Use the `safe` profile for wide tables — it caps `batch_size` at 500 automatically.

### How `memory_threshold_mb` works

When `tuning.memory_threshold_mb` is set, Rivet samples RSS after each batch (via `mach_task_basic_info` on macOS, `/proc/self/statm` on Linux). If RSS exceeds the threshold, fetching pauses until RSS drops below 80 % of the limit. This prevents OOM on tables with highly variable row widths.

```yaml
source:
  tuning:
    memory_threshold_mb: 1024   # pause fetching above 1 GB RSS
```

The guard adds ~1–2 ms of overhead per batch from the RSS syscall. It is enabled by default on `balanced` (4096 MB) and `safe` (2048 MB) profiles; set `memory_threshold_mb: 0` to disable it.

### Parallelism and source capacity

Each parallel chunk worker opens its own source connection.
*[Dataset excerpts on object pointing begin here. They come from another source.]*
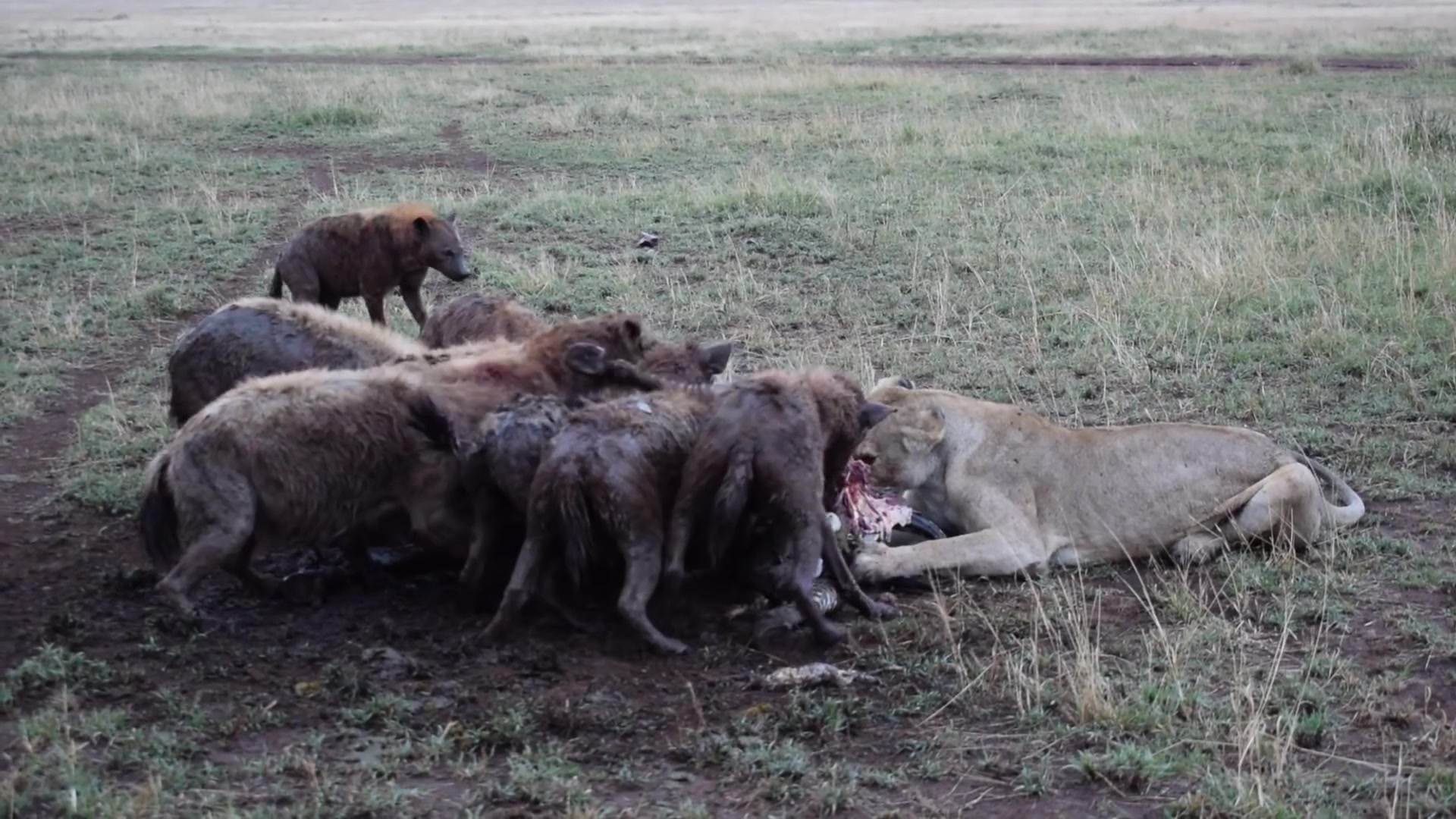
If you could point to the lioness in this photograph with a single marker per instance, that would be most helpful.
(1015, 491)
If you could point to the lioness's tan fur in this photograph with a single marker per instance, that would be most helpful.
(1017, 491)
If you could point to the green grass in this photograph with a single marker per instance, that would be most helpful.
(1270, 248)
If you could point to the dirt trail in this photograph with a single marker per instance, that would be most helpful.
(1082, 61)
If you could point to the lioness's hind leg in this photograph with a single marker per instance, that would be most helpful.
(1196, 548)
(1289, 503)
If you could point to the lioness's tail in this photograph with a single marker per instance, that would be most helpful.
(1351, 509)
(159, 516)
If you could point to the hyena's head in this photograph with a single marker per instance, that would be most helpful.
(440, 245)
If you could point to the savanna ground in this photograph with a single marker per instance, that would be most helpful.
(1269, 245)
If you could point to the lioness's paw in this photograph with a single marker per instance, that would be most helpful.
(871, 564)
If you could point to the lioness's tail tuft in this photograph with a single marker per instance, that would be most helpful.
(1351, 507)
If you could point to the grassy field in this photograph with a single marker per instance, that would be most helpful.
(1270, 246)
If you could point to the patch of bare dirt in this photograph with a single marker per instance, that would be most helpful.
(930, 63)
(14, 228)
(324, 167)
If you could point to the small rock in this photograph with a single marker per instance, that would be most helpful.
(810, 676)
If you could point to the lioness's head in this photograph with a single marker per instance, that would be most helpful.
(903, 449)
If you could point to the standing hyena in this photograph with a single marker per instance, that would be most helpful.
(369, 254)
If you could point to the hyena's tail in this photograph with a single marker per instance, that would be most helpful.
(573, 513)
(159, 516)
(728, 503)
(431, 422)
(178, 410)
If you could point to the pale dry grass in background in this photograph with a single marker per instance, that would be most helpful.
(660, 27)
Postgres `max_connections` is typically 100–200 for shared instances and 20–50 for read replicas. `rivet check` warns when `parallel >= max_connections`.

Safe upper bound: `parallel ≤ max_connections / 4` to leave headroom for application traffic.

### Per-export memory isolation

`--parallel-export-processes` spawns one OS process per export — each export has its own allocator and heap, so peak RSS is per-export rather than aggregate. Use this mode when running many wide-table exports at once on memory-constrained hosts.